Sunday, October 24, 2004

Climber who cut off his hand hails "miracle"

Saturday October 16, 02:59 AM
Climber who cut off his hand hails "miracle"
By Nicole Spiridakis

WASHINGTON (Reuters) - Aron Ralston, the Colorado climber who saved his life by cutting off his own hand after he became trapped under a boulder last year, calls the experience a "miracle and a blessing."

Stranded in a hidden Utah canyon for six days, Ralston thought he would die and even videotaped a farewell to his parents, sister and friends as he languished, his right arm wedged behind a massive rock. "I will die here," Ralston recalls in his memoir "Between A Rock and a Hard Place," published last month. "I will shrivel up, slumping here with my arm trapped in this place, when dehydration decides to stop toying around and finally kills me."

His experience and how he defeated those seemingly impossible odds garnered international media attention and gave him new purpose in life.

"The public and media attention has given the story an ample audience to do the work I think it was brought to me to do," he said in an interview.

"I look at what happened to me as a miracle and a blessing and I therefore feel it a duty, even an obligation, to share it."

DECAYING ARM
At the time, his situation looked anything but blessed. Ralston, 28, an avid outdoorsman living in Aspen, Colorado, was climbing in April 2003 in Canyonlands National Park in central-eastern Utah.

That afternoon he was making his way down to a ledge in a narrow canyon when a boulder fell towards him. He tried to protect himself by throwing his arms up. The boulder crashed down, pinning his right arm from the wrist down. He tried frantically to free himself without success. As day waned, Ralston cursed himself, realising no one knew where he was.

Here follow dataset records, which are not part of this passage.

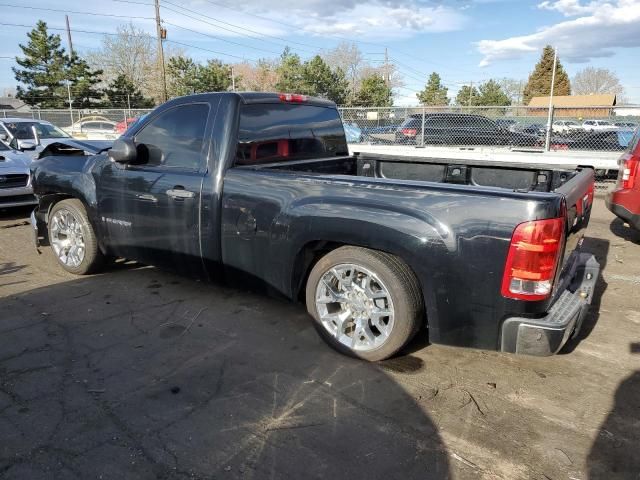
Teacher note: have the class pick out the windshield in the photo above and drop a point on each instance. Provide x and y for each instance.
(24, 130)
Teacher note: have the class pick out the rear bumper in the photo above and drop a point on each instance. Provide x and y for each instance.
(618, 210)
(546, 336)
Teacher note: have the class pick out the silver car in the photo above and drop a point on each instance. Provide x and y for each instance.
(29, 134)
(15, 178)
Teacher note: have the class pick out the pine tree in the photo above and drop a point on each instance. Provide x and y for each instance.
(539, 83)
(373, 92)
(43, 72)
(468, 96)
(122, 93)
(434, 93)
(46, 70)
(290, 73)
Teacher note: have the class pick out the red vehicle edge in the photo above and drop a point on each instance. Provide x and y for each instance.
(624, 201)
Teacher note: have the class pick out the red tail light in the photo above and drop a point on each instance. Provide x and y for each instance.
(533, 259)
(630, 171)
(293, 98)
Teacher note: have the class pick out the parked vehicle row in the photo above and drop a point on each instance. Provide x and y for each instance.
(486, 254)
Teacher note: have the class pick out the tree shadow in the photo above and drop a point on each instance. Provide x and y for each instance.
(142, 374)
(621, 230)
(599, 247)
(615, 454)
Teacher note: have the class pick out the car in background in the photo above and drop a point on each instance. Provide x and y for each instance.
(597, 125)
(537, 129)
(29, 134)
(459, 129)
(632, 125)
(93, 128)
(15, 178)
(353, 133)
(566, 126)
(624, 200)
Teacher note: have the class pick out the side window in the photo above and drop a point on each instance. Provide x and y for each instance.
(175, 138)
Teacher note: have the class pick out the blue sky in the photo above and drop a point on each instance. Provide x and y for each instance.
(463, 40)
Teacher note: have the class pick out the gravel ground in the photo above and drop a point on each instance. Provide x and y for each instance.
(137, 373)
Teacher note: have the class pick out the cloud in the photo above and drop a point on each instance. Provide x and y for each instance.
(596, 31)
(381, 19)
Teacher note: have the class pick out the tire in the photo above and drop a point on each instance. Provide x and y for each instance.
(88, 258)
(392, 275)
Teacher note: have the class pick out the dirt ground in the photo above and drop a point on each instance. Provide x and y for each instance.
(137, 373)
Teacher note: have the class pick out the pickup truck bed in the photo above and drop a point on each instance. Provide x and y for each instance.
(484, 254)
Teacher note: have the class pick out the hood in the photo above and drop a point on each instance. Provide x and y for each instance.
(13, 161)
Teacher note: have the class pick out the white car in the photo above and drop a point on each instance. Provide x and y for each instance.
(93, 128)
(565, 126)
(598, 126)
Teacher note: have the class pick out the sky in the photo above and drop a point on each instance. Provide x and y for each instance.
(463, 40)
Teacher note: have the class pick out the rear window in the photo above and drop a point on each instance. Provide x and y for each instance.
(288, 132)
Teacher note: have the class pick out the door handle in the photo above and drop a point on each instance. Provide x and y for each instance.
(149, 198)
(180, 193)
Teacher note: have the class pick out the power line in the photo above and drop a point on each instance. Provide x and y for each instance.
(74, 12)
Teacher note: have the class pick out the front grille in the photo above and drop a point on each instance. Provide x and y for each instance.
(16, 180)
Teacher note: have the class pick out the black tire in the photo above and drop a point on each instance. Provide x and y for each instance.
(93, 258)
(401, 283)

"I violated the prime directive of wilderness travel in failing to leave a detailed trip plan," he wrote later. "I am alone in a predicament that could very shortly prove to be fatal."

On the sixth morning of his entrapment, exhausted from not sleeping and severely dehydrated, Ralston saw that his trapped hand was beginning to decay. Disgusted and agitated, he pulled on it repeatedly, trying to force it from his body.

Then he was struck by a realisation: He could break his arm by angling his body to snap the bones and use his dull pocket knife to saw through tendon and muscle.

Ignoring the excruciating pain, Ralston carefully severed nerves, muscle and artery of his right arm just above the wrist.

Wrenching free from the rock, he wrote, was the most intense feeling of his life.

"I was really just stuck there thinking I was a dead man for six days, but then that epiphany changed everything," Ralston recalled.

A LIFE IN THE MOUNTAINS
Ralston credits his education as a mechanical engineer, outdoor experience and training in search and rescue for his survival.

Once free, he still had to rappel down a cliff and hike 8 miles (13 km) to reach a trailhead and the hope of rescue. Friends and family had searched for him for days, alerting authorities who were also on the lookout.

With just a mile (1.6 km) to go -- a mile he knew he was too drained to hike -- he was picked up by a rescue helicopter and flown to a hospital in Moab, Utah.

Ralston's physical recovery came in stages over about four months, during which he underwent five surgeries and spent 17 days in the hospital. He went through challenging rehabilitation therapy to learn to live with one hand.

Within two weeks of his last surgery, Ralston returned to his active lifestyle, running at elevations of 8,000 feet (2,438 m) and backpacking at 12,000 feet (3,657 m). He ran a 100-mile (160-km) ultramarathon last year and designed a one-of-a-kind prosthetic device to use while rock climbing.

Finishing his book means he now has more time to focus on his quest to become the first person to solo-climb all 59 of Colorado's 14,000-foot (4,267-m) peaks in winter.

"At this point my physical fitness matches or is even better than before the accident," Ralston said.

FINDING PURPOSE THROUGH LOSS
Rather than see his entrapment as an unfortunate accident, Ralston views it as an opportunity. He is touring to promote the book and giving motivational talks.

What compels him to tell his story again and again are the "dozens upon dozens" of personal stories people share with him.

"I feel I'm fulfilling a sense of greater purpose in my life," Ralston said. "I get feedback from people about how the story has helped them, has inspired them to take on new challenges, to perhaps see a different way of living.

"It may even help people find a way to cope with pain or surviving loss," he said.

He now feels capable of nearly anything.

"Day to day I have this really deep reference point of the euphoria, what it feels like to really, deeply enjoy being alive," Ralston said. "Nothing is impossible. I know that we each have the capacity to go farther than we think we can go, to do more than we think we can do.

"I've always believed that you can create your own reality, and this (experience) has confirmed this belief."